The landmark decision of the Indian Supreme Court to reject patent protection for Glivec, a cancer “wonder drug” developed by Swiss pharmaceutical giant Novartis, has been roundly criticised in many Swiss newspapers.
The ruling cements the role of Indian companies as big suppliers of inexpensive generics to India's rapidly growing $13 billion (CHF12.3 billion) drug market and also across the developing world.
India introduced drug patenting in 2005 with a provision to exclude the protection for medicines which it considers a modification of an existing compound. The majority of patent applications in Europe fall into this category, setting the scene for the seven-year Glivec legal battle, amongst others.
“No victory for the poor” is the headline of the commentary in the Neue Zürcher Zeitung newspaper, which is at pains to point out how unsurprising the outcome was. “No one expected the judges in this politicised case to deliver a judgment that would give the impression that the interests of a multinational would be put before the needs of its own poor population.”
“What is amazing is how much time the process has taken up; a process length of seven years has done nothing to encourage confidence in the soundness of India’s legal system.”
The NZZ also deems it no surprise that Novartis’ loss is being celebrated by non-governmental organisations as a victory for the poor. The editorial writer fears that India’s soft approach to patent protection in breach of World Trade Organization (WTO) norms could ultimately prevent Western pharmaceutical companies from launching new products in the sub-continent – to the detriment of the poor.
The Tages-Anzeiger argues in the same vein, recommending that the case be brought before the WTO. “In the end it is about industry politics in India.
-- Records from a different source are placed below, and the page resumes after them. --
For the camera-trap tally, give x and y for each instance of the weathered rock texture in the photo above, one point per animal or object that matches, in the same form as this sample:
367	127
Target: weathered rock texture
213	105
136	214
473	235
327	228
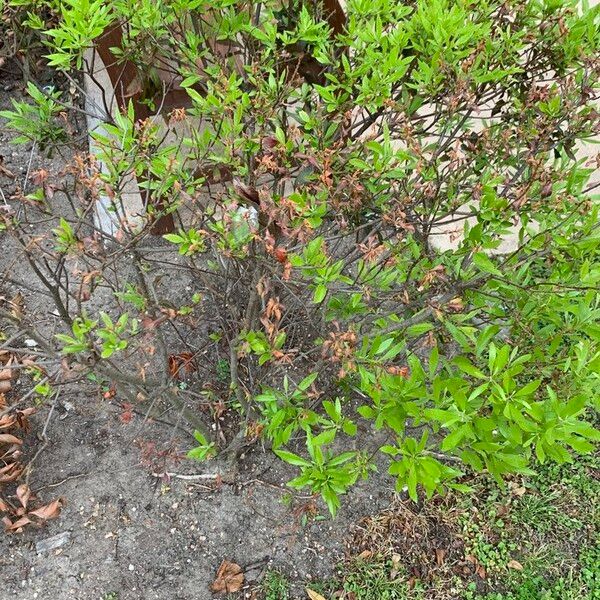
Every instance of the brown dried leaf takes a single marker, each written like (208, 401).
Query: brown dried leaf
(440, 555)
(17, 526)
(229, 578)
(49, 511)
(23, 494)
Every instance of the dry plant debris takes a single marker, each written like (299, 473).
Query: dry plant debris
(20, 511)
(229, 579)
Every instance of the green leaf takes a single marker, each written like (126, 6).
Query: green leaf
(292, 459)
(320, 293)
(465, 365)
(484, 263)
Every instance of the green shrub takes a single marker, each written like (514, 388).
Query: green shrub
(313, 259)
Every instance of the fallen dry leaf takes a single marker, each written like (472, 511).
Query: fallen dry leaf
(17, 526)
(440, 555)
(23, 494)
(515, 564)
(229, 578)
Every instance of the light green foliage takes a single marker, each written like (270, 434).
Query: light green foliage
(275, 586)
(37, 122)
(339, 157)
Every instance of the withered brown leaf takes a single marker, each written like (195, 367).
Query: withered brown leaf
(230, 578)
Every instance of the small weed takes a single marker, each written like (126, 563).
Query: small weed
(275, 586)
(223, 373)
(375, 580)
Because here an ambitious emerging economy is protecting its own generic manufacturers, which have grown large thanks to the long-standing lack of patent protection.”
The analysis in the Tages-Anzeiger looks at the broader problem of pricing in different markets and the necessity of patients in richer countries to foot the bill for research and development.
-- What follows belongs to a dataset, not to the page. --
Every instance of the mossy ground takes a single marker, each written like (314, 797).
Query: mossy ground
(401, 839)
“The question of the availability of generics from India and elsewhere is just one aspect of a much larger problem, that this judgment was not capable of solving. For many people in poor countries even generics are too expensive. To offer good health coverage to the maximum number of people, a great act of solidarity is required on the part of the Western industrialised nations.”
In French-speaking Switzerland 24 Heures implied that the judgment was a deserved slap in the face for Novartis, “after the failed departure of its chairman Daniel Vasella, who ultimately had to renounce his CHF72 million golden parachute”.
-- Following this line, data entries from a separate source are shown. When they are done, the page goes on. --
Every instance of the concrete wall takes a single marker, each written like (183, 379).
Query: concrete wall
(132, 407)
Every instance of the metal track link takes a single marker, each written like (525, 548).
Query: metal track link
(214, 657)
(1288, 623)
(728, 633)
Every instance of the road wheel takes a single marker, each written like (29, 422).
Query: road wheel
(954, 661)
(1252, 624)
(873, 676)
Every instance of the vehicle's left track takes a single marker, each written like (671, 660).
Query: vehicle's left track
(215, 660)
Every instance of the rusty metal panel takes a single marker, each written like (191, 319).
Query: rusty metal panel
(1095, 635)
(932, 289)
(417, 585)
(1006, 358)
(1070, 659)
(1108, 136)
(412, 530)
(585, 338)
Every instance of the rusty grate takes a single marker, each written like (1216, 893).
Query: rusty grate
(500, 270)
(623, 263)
The decision will have the effect of bringing Novartis “back to earth”, the paper’s Zurich correspondent wrote. “Novartis, arrogant, sure of its power, went to the limit.”
According to the Schumpeter blog in The Economist, “the case was watched closely by virtually everyone with an interest in selling medicines or benefiting from them, including drug firms, trade officials and patient advocates”.
“Innovative drug companies have faced two key questions in India. First, will India’s young patent regime, in place since 2005, provide the same protection as those in America and Europe? Second, will Indian regulators tolerate high drug prices? The answer to both questions seems to be ʻnoʼ.”
The Financial Times analysis has the headline “Drug ruling keeps focus on pricing”.
“The Glivec judgment highlights the continued pressure for a new deal in drug pricing that allows for far more affordable access to expensive medicines. Given India’s poorly funded health system, cheaper drugs alone will not provide a solution. But their role is pivotal and patent protection will not be ignored either by activists or generic rivals.”
Novartis’ home town newspaper, the Basler Zeitung, played down the consequences of the judgment for the pharma giant. “The consequences of this decision for Novartis are negligible in comparison to their international business,” the editorial pointed out.
“For the Indian pharmaceutical industry it is positive in the short-term but longer term this defensive policy will cost them because following this decision, Western pharma groups will no longer invest in India.” This will leave India short on know-how and vulnerable in the case of an epidemic, the Basel newspaper warned.